R <- function(n,p) {
x <- 0:n
px <- dbinom(x, size=n, prob=p)
sum(abs(x/n - p)*px)
}Binomial risk under absolute value loss: why a cauliflower?
If \(X \sim \text{Binom}(n,p)\) then the estimator \(\hat{p} = X/n\) satisfies \(\mathbb{E}(\hat{p} - p)^2 = n^{-1}p(1-p)\), which is quadratic (and concave) in \(p\). Instead of using a squared error, we could consider the risk under the absolute value loss:
\[ R(p) = \mathbb{E} | \hat{p} - p| \]
Below, we plot the risk \(R\) for \(n = 4,5,10\) and observe an interesting pattern: the risk is not concave and has a cusp at \(k/n\). This is much different than the squared error loss!
library(ggplot2)Warning: package 'ggplot2' was built under R version 4.3.1
n <- c(4,5,10)
p <- seq(0,1,by=0.01)
df <- expand.grid(n=n, p=p)
df$Rp <- apply(df, 1, function(row) R(row[1], row[2]))
df$n <- as.character(df$n)
p <- ggplot(data=df,aes(x=p, y=Rp, color=n)) + geom_line() +
theme_bw() +
xlab("p") +
ylab("Risk")
print(p)
The above is the same as the one which was apparently hand-drawn in Blyth (1980).
We can also prove the following result: for \(\frac{k-1}{n} \leq p \leq \frac{k}{n}\):
\[ R(p) = 2 \binom{n-1}{k-1} p^k (1-p)^{n-k+1} \]
This is exercise 1.13 in Lehmann and Casella (1998). We can demonstrate this quickly for \(k = 1\):
\[ \begin{align} R(p) &= p(1-p)^n + \sum_{x=1}^n \left(\frac{k}{n} - p \right) p^x (1-p)^{n-x} \\ &= p(1-p)^n + \mathbb{E}(\hat{p} - p) + (1-p)^n p \\ &= 2(1-p)^n. \end{align} \]
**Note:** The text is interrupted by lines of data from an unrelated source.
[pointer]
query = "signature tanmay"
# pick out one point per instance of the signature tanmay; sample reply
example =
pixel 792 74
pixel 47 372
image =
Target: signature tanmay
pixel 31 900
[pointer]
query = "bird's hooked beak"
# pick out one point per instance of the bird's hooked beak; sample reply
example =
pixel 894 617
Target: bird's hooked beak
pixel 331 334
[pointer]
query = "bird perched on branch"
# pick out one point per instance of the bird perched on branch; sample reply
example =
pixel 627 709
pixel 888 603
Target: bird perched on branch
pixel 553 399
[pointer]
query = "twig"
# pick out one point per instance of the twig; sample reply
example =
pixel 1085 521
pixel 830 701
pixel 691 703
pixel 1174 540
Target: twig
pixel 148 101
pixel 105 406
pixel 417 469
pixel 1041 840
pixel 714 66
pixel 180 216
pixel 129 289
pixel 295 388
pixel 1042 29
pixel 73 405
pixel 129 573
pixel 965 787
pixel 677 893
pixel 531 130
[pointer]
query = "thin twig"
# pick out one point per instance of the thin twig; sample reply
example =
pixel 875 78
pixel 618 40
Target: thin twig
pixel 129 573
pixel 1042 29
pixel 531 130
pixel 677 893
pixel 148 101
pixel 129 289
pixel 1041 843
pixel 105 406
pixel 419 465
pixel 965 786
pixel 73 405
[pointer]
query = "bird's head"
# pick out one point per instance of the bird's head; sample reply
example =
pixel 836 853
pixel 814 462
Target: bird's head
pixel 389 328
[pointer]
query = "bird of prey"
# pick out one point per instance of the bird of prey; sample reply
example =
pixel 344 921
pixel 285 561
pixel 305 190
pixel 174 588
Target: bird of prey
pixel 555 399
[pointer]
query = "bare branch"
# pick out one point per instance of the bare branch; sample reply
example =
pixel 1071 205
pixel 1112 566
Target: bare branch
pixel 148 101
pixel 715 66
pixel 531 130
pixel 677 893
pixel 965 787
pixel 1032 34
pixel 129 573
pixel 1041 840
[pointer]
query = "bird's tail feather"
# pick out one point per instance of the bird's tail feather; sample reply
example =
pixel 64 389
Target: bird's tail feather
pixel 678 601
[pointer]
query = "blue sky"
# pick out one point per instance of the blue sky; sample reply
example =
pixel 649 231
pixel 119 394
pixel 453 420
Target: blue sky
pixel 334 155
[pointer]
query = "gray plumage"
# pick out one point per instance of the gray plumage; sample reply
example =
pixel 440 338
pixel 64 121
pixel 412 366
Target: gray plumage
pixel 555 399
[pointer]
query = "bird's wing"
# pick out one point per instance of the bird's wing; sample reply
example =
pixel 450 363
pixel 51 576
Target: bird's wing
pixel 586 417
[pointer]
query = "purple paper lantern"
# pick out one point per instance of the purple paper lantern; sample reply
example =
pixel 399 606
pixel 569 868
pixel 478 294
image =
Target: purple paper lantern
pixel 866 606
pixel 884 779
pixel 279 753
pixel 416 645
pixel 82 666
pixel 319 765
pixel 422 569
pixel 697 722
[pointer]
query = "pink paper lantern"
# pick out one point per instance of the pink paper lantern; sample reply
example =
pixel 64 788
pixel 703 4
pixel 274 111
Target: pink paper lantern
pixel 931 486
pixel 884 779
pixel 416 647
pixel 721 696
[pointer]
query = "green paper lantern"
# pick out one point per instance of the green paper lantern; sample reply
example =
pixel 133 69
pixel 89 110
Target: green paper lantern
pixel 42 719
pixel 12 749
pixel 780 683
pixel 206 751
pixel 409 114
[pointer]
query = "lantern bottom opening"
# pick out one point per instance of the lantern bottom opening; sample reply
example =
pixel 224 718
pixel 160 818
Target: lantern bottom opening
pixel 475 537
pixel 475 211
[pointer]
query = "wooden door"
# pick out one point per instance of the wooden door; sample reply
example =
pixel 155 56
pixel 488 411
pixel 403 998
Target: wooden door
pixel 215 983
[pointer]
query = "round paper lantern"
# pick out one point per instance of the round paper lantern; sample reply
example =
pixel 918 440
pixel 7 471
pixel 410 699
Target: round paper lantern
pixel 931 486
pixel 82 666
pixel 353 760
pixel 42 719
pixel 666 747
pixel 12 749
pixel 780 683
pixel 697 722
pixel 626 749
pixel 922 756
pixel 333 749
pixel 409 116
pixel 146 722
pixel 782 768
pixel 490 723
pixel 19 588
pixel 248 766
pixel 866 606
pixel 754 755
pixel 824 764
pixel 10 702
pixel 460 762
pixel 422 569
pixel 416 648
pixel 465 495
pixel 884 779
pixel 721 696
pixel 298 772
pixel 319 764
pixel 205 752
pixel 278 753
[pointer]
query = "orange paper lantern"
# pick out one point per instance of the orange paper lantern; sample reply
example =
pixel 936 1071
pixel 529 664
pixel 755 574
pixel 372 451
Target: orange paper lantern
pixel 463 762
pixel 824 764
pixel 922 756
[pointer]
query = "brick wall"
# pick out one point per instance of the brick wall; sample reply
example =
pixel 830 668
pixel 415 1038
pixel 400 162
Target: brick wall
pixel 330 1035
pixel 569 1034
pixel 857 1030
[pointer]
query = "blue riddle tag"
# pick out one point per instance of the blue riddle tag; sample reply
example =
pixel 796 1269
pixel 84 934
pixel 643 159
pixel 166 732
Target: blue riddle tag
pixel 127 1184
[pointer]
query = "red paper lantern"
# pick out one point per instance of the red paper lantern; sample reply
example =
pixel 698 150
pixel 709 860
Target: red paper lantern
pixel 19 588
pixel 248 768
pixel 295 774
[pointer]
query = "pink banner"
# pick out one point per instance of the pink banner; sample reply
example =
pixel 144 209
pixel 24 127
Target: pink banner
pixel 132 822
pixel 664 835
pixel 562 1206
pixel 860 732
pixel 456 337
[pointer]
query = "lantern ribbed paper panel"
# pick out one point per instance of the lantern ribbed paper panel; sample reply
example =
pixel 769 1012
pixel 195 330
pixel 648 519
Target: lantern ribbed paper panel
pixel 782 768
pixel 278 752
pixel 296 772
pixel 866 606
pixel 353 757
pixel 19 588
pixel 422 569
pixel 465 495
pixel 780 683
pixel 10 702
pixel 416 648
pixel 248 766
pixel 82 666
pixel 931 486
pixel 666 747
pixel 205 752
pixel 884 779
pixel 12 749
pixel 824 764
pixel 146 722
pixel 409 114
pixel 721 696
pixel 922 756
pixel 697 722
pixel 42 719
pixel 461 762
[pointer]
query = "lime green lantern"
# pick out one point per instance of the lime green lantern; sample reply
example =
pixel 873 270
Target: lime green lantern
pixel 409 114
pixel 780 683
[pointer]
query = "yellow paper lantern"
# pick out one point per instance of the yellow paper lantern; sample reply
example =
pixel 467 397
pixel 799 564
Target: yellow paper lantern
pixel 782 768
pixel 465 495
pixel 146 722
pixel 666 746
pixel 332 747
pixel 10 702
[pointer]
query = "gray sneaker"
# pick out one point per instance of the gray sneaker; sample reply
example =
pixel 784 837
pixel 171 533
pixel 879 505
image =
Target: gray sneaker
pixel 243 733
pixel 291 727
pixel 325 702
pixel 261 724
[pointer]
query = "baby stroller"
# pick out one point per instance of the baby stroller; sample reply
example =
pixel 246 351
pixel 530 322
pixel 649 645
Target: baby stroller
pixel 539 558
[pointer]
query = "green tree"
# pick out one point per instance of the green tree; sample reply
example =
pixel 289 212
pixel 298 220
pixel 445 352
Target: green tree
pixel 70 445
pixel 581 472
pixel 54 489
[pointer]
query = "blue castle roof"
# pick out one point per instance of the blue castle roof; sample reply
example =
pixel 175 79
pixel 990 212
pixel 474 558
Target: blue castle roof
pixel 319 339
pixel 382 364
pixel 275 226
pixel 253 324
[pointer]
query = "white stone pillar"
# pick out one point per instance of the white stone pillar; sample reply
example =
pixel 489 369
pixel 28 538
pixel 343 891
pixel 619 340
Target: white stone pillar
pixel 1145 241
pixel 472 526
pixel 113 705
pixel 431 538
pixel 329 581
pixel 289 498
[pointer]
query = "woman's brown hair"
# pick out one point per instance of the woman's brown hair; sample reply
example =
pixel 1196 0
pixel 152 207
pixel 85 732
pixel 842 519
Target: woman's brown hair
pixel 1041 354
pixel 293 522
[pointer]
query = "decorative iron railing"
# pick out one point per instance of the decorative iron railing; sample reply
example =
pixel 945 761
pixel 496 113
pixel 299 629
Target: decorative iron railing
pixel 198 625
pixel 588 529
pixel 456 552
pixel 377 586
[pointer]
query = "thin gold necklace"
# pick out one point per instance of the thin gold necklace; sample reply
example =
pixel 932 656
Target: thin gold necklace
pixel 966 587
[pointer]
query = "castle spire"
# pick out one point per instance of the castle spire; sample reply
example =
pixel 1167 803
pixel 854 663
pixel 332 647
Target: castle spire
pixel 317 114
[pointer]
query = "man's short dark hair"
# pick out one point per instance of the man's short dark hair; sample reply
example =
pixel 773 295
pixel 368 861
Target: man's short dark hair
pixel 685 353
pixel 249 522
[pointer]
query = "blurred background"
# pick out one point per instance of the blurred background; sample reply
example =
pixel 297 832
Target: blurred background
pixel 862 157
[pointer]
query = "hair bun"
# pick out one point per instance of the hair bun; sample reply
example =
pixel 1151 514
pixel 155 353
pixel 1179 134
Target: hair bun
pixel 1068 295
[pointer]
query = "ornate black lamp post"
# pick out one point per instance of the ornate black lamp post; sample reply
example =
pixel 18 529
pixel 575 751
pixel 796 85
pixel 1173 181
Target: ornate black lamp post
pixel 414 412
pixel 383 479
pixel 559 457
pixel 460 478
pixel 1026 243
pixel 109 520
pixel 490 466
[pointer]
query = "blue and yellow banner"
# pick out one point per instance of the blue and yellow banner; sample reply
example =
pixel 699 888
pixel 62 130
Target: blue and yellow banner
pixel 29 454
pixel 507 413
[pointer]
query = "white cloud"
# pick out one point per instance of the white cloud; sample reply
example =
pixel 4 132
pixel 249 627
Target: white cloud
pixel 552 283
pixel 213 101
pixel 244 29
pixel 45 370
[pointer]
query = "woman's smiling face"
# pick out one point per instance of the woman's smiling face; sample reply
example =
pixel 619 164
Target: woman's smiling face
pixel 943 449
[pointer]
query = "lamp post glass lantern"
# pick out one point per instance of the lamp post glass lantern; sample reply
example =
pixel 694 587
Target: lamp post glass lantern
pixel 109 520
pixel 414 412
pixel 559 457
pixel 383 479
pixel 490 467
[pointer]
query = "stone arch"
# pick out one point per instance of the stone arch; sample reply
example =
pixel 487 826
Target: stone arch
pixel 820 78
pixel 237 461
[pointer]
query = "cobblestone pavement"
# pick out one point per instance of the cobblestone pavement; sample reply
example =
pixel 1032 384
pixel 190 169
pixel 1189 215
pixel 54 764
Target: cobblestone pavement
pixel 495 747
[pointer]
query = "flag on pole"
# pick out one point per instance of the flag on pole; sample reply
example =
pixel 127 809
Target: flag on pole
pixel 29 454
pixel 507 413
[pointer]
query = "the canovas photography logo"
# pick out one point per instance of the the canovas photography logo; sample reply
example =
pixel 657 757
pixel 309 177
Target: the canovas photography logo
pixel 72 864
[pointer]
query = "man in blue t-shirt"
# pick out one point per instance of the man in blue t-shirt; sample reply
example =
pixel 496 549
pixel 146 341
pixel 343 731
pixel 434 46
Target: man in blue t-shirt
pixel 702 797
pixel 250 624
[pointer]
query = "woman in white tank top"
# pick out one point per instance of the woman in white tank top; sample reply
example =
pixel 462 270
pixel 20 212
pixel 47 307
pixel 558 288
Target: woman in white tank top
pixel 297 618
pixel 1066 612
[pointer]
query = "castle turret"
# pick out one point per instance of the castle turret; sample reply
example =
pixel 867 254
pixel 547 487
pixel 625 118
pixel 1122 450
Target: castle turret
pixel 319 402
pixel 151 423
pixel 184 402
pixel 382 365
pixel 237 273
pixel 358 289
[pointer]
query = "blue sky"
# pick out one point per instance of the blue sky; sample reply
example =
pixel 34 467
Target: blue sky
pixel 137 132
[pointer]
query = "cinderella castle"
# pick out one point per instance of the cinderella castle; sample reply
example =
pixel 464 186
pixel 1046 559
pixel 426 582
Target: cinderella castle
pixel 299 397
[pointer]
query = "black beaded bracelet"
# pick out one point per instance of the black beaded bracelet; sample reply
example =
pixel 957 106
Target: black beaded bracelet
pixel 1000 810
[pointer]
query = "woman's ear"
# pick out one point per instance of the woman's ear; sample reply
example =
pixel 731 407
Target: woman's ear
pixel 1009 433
Moreover, by differentiating \(R(p)\) in this range, we see
\[ R'(p) = 2(1-p)^n - 2np(1-p)^n. \]
Setting this equal to \(0\) and solving for \(p\) yields \(1/(n+1)\). I.e., the critical point in \([0, 1/n]\) on the above plot occurs at \(1/(n+1)\) .
References
Blyth, C. R. (1980). Expected absolute error of the usual estimator of the binomial parameter. The American Statistician, 34(3), 155-157.
Lehmann, E. L., & Casella, G. (1998). Theory of point estimation. New York, NY: Springer New York.